The coalition’s May 19 letter to leaders in the House and Senate said state shelter-in-place orders, business closures and staggered re-openings have imposed “tremendous financial losses on dental practices.” The groups recommended that Congress support HR 6494, the Business Interruption Insurance Coverage Act, which “could offer businesses the option to address damaging gaps in coverage and also bolster the country’s economic resilience during future crises.”

“Most dental practices have been compelled to forgo providing nonemergency services or close entirely, and states are just beginning the process of reopening and allowing nonemergency care,” they wrote.

Citing ADA Health Policy Institute survey results from April 20, the groups shared that 86% of dentists reported that their total patient volumes were less than 5% of what is typical. They also noted that dental offices have suffered the highest amount of job losses within the health care industry, with a 47.5% decline in employment between March and April, amounting to 503,000 jobs, according to the U.S. Bureau of Labor Statistics.
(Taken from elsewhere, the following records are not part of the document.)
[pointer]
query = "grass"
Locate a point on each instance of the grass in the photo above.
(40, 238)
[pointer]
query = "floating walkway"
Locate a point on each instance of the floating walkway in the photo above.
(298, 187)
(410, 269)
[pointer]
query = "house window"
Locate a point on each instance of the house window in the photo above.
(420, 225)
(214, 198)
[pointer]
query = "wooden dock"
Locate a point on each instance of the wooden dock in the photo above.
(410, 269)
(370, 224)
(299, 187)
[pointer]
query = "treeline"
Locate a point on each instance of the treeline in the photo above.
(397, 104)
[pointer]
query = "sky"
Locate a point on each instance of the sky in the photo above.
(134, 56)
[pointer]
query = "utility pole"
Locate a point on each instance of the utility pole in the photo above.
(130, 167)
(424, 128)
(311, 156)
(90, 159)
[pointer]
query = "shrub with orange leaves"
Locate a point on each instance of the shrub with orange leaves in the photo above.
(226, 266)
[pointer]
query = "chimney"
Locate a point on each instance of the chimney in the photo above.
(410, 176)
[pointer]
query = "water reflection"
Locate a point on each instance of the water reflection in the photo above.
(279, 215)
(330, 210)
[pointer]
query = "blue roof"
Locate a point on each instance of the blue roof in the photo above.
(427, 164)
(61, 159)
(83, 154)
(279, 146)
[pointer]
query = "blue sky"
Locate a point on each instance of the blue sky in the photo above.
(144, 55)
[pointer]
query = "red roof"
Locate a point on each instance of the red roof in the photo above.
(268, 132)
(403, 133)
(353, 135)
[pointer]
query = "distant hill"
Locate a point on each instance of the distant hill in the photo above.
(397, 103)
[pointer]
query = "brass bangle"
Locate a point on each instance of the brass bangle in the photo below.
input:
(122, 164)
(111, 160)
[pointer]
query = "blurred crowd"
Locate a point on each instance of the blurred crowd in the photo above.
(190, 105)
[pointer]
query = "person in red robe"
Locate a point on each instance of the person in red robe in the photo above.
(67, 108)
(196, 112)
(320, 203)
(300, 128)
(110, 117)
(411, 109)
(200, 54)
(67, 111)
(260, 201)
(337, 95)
“Many dental practices that currently hold business interruption insurance have recently learned that their policies do not cover government-ordered business shutdowns caused by a national emergency or viral pandemics,” the coalition wrote. “This lack of coverage has had a substantial negative impact on owner-dentists under the assumption that the insurance policies they have been paying premiums on for years would provide support during this crisis.”

To help businesses recover, the groups are asking Congress to consider:

• Providing an immediate support mechanism to help businesses currently left behind by shutdown or viral-related exclusions in business interruption insurance policies.

• Building on successful models, such as the recently reauthorized Terrorism Risk Insurance Act, to require insurers to offer market-oriented solutions for shutdown or viral-related business interruption insurance coverage that are guaranteed with some kind of federal partnership, trust fund or backstop. They noted the Terrorism Risk Insurance Act has been successful in encouraging the insurance industry to alter its stance on terrorism insurance offerings, “which have gone from being scarce and expensive to now being optional pieces of coverage that are widely purchased.”

“The COVID-19 crisis has brought to light deficiencies in preparedness and response at numerous levels. We hope that Congress will seize this opportunity to act on these oversights, such as in the case of detrimental business interruption insurance exclusions, as it continues to develop smart policies to sustain our economy going forward,” the coalition concluded. “Dental offices are eager to reopen to treat their patients and rehire their employees, but many owner-dentists will not be able to do so unless they receive direct financial support.”